Wanneer in een woning of een lokaal een hoeveelheid drugs wordt aangetroffen ongeacht de hoeveelheid is dit, volgens de rechtbank, op zichzelf al een voldoende indicatie dat deze voor verkoop, aflevering of verstrekking bestemd is. Wel verbindt de rechtbank hieraan de voorwaarde dat de hoeveelheid zodanig groot moet zijn dat het vrijwel is uitgesloten dat deze voor eigen gebruik bestemd is. In dat geval hoeft de burgemeester in beginsel geen extra feiten en omstandigheden aan te voeren die aannemelijk maken dat drugs "daartoe aanwezig" zijn. Het ligt in dat geval op de weg van de rechthebbende om het tegendeel aannemelijk te maken.

Indien de rechthebbende er niet in slaagt het tegendeel aannemelijk te maken, is de burgemeester in beginsel bevoegd de woning te sluiten. Wanneer de hoeveelheden aangetroffen drugs niet meer bedraagt dan een voor de gebruiker gebruikelijke doses, ligt het op de weg van de burgemeester om met feiten en omstandigheden aannemelijk te maken om de conclusie te ondersteunen dat de aangetroffen drugs niet voor eigen gebruik bestemd is, maar voor verkoop, aflevering of verstrekking. De rechtbank laat in het midden welke hoeveelheid dit is, omdat dit van geval tot geval kan verschillen. Zo is een cocaïnegebruik van 2 tot 3 en zelfs tot 5 gram per dag voor verslaafden volgens de rechtbank niet ongebruikelijk.

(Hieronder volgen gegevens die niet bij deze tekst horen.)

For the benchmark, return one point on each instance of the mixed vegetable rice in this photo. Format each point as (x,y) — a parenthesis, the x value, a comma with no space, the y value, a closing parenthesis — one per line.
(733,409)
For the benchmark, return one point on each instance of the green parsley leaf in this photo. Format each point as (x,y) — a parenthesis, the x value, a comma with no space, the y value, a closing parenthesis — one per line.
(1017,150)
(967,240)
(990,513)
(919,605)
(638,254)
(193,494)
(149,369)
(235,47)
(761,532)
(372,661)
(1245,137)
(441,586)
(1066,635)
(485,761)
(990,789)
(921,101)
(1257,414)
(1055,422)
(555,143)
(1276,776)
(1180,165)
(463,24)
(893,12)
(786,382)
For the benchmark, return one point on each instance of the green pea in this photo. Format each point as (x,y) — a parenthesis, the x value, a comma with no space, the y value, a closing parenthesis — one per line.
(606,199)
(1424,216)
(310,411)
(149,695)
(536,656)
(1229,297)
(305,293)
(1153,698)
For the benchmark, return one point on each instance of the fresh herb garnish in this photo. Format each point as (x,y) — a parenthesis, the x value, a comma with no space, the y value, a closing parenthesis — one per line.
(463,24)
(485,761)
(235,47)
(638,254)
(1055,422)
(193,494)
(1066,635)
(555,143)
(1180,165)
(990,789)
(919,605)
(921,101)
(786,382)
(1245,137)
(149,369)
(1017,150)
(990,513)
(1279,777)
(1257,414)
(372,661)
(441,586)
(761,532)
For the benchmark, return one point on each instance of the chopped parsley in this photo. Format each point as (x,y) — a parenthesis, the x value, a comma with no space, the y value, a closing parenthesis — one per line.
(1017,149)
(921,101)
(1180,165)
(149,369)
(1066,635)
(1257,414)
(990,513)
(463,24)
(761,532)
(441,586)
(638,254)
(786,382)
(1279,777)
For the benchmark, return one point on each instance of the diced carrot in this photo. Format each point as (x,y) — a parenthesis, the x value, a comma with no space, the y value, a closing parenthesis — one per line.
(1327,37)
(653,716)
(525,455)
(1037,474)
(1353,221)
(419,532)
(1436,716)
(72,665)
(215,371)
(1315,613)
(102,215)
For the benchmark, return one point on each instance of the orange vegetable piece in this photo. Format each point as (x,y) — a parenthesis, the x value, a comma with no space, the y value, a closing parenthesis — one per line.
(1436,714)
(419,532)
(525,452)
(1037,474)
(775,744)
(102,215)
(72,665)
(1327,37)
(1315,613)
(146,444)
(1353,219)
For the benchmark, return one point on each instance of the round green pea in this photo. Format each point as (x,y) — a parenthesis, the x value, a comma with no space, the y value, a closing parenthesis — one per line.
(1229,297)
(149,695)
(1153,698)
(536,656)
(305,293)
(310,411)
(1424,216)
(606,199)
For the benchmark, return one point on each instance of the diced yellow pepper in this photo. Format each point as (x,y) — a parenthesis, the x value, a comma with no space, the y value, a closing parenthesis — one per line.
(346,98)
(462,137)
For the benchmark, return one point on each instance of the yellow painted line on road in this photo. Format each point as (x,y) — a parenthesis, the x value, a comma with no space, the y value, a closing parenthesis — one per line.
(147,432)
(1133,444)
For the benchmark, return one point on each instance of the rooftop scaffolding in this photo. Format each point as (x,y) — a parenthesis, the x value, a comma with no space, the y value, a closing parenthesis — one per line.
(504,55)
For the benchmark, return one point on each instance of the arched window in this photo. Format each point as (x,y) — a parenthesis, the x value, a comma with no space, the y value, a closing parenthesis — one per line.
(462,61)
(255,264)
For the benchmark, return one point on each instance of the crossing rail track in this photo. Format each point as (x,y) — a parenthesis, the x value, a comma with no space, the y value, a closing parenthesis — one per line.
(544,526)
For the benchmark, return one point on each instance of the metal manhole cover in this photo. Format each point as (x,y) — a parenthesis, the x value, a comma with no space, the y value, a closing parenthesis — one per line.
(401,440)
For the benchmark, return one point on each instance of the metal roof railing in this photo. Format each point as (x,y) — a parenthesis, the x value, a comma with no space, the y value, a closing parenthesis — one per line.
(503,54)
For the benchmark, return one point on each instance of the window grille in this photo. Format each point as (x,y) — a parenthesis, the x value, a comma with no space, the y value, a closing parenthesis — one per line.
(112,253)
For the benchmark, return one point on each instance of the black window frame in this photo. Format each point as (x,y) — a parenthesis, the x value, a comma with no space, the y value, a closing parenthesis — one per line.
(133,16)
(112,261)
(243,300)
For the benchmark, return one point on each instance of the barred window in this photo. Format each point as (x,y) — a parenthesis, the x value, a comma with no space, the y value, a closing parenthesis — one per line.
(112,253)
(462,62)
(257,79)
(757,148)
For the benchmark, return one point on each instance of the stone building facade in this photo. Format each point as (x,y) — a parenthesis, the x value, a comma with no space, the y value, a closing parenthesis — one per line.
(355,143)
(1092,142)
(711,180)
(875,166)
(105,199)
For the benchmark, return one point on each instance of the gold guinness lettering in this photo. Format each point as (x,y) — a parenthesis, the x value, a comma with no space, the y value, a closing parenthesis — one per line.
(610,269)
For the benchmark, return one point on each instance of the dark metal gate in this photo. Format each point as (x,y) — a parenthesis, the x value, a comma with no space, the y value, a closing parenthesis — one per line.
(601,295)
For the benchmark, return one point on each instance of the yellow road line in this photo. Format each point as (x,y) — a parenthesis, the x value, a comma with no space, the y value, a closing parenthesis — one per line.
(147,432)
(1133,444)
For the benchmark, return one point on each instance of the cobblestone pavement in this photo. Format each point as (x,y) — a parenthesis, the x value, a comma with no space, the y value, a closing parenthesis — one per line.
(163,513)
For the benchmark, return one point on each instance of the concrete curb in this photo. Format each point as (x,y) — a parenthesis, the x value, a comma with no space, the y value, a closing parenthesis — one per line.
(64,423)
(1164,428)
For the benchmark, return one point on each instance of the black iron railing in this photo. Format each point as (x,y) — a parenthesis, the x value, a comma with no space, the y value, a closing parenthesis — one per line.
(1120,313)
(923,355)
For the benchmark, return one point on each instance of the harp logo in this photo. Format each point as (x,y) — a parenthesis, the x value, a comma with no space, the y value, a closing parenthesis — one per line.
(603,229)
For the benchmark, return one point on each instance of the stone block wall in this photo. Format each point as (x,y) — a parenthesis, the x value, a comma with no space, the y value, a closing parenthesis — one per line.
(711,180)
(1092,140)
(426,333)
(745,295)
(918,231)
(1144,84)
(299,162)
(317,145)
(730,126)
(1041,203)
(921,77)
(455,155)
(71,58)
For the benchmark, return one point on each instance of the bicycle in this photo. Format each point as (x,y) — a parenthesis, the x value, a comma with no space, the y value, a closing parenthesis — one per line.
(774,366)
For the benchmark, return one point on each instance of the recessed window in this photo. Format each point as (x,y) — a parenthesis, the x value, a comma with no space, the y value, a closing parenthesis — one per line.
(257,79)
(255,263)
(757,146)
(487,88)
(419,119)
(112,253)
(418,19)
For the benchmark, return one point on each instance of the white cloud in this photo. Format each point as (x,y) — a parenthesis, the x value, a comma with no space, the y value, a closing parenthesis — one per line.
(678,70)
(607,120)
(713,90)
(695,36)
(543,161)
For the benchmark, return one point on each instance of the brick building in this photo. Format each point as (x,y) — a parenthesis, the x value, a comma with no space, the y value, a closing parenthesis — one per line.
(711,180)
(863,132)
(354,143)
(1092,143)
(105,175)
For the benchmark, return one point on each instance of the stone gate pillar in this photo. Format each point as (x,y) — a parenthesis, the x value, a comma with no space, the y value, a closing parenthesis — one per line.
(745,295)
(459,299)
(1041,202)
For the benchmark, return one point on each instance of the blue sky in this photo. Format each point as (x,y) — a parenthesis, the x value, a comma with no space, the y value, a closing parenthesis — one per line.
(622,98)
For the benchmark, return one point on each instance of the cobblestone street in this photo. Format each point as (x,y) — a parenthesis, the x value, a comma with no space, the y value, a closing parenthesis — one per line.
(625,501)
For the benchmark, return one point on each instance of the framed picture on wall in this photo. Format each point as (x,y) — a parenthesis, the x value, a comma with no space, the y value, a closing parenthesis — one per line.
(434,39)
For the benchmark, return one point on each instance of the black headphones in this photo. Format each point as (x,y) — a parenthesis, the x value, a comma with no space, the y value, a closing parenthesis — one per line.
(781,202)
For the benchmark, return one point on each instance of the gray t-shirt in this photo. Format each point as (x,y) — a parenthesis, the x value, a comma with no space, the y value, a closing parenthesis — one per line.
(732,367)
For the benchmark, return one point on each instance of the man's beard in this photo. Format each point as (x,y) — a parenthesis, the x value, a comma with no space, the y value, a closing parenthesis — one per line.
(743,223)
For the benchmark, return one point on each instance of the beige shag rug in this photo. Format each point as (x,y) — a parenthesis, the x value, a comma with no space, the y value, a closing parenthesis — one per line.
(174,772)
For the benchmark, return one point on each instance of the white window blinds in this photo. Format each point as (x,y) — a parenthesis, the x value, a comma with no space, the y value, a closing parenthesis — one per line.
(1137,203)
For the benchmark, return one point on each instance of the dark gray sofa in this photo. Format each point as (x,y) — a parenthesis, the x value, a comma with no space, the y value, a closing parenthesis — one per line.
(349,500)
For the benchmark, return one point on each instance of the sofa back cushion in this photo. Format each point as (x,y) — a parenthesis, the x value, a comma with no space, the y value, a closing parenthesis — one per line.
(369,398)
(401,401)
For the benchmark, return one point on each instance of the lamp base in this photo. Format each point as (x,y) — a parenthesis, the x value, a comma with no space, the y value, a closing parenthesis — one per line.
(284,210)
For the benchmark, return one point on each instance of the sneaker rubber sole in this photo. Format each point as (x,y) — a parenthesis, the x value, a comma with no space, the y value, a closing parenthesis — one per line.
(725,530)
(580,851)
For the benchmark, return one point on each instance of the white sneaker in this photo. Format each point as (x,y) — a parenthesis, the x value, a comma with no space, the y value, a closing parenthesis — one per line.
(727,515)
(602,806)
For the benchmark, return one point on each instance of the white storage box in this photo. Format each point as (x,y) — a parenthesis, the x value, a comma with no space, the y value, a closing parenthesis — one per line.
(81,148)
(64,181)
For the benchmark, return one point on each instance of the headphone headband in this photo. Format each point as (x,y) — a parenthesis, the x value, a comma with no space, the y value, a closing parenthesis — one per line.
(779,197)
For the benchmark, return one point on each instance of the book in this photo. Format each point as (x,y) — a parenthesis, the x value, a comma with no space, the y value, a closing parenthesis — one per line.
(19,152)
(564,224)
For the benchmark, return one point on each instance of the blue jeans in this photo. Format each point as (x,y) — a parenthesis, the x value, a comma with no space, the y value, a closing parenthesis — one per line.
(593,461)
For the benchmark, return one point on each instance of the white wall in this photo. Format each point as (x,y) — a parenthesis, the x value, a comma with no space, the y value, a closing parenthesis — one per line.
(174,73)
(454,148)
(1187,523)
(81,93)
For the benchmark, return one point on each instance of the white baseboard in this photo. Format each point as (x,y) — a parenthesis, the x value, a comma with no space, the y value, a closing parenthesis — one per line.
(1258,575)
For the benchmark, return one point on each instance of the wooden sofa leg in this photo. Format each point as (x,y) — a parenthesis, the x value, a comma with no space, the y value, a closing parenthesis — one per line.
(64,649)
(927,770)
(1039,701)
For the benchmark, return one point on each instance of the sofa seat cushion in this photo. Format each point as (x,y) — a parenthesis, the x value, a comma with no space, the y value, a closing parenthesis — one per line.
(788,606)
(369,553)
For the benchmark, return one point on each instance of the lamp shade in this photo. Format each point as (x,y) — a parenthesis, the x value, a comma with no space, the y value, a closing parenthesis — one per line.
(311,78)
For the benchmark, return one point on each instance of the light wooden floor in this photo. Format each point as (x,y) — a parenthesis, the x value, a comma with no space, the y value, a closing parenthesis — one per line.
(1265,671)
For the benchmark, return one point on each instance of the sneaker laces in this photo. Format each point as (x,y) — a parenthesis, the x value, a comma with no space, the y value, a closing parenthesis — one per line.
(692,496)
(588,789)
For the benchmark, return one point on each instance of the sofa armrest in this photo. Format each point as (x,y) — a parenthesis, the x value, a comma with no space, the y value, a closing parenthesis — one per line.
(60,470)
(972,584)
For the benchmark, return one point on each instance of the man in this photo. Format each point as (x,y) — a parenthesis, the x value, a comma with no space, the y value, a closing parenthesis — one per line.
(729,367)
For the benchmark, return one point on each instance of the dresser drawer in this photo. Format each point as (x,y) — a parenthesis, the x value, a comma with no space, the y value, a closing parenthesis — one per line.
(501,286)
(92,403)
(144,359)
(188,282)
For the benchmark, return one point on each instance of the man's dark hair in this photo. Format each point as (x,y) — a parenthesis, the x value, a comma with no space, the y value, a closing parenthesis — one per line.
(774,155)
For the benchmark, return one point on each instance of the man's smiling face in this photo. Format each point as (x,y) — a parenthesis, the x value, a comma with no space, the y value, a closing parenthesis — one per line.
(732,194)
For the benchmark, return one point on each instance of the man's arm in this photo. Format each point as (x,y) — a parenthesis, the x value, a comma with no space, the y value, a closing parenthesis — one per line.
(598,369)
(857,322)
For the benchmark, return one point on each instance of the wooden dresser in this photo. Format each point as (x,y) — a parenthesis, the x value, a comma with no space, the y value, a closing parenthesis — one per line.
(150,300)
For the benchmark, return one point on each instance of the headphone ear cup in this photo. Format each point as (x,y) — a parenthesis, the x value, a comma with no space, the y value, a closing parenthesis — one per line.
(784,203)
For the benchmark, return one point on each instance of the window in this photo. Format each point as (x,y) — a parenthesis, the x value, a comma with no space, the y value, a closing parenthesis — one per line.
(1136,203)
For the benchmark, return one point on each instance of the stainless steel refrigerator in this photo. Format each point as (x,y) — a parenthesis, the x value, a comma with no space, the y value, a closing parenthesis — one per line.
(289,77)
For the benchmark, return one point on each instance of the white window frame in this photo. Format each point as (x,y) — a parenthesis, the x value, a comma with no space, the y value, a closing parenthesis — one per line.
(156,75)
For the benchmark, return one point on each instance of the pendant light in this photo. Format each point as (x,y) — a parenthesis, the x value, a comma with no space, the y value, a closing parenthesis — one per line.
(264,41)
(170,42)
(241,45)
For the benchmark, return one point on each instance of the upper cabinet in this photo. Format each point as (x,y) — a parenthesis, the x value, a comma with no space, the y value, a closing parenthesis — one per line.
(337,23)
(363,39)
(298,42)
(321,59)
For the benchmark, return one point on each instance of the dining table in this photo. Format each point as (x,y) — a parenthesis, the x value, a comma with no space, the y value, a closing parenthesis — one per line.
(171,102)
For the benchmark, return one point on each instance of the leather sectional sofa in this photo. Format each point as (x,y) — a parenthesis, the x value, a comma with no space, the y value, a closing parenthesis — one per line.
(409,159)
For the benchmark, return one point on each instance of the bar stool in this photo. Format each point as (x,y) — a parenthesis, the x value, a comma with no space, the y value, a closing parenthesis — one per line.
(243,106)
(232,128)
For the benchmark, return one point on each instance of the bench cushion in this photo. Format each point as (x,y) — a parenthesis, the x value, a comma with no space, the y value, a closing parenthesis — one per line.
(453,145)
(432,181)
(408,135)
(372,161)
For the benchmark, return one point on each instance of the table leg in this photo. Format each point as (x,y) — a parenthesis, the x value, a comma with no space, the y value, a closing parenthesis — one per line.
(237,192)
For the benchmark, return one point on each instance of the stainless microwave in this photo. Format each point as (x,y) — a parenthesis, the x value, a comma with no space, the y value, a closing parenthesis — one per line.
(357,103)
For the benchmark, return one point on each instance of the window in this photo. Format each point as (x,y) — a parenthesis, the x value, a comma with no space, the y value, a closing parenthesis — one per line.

In het Tilburgse geval acht de rechtbank de aangetroffen hoeveelheid van 6,74 gram cocaïne niet zodanig dat daaruit op zichzelf al volgt dat de drugs bestemd zijn voor verkoop, aflevering of verstrekking. Echter, volgens de rechtbank heeft de burgemeester in het besluit op bezwaar met voldoende feiten en omstandigheden aannemelijk gemaakt dat de aangetroffen drugs "daartoe aanwezig waren". De burgemeester was daarmee bevoegd tot sluiting. Ook heeft de burgemeester in redelijkheid van deze bevoegdheid gebruik kunnen maken, aldus de rechtbank in haar uitspraak van 23 januari 2017.

Afdelingsuitspraak
Het was de vraag of de Afdeling de door de rechtbank ingezette lijn zou volgen. De Afdeling behandelt eerst het procesbelang van de burgemeester. Volgens de bewoner heeft de burgemeester geen procesbelang bij de behandeling van het hoger beroep, omdat het beroep ongegrond is verklaard.

Procesbelang
Naar het oordeel van de Afdeling is het procesbelang van de burgemeester gelegen in een zaaksoverstijgend maatschappelijk en juridisch belang, waaronder het belang van eenduidige toepassing van wet- en regelgeving door bestuur en rechter. De Afdeling verwijst in dit verband naar de Zwarte piet-uitspraak van 12 november 2014. Het belang van de burgemeester is ermee gediend dat de hoogste algemene bestuursrechter duidelijkheid geeft over de vraag of de burgemeester bij de aanwezigheid van een hoeveelheid van meer dan 0,5 gram harddrugs in een pand bevoegd is tot sluiting. Het antwoord op deze vraag is volgens de Afdeling niet slechts van belang voor de burgemeester van Tilburg, maar voor alle burgemeesters - met name die van de zuidelijke gemeenten.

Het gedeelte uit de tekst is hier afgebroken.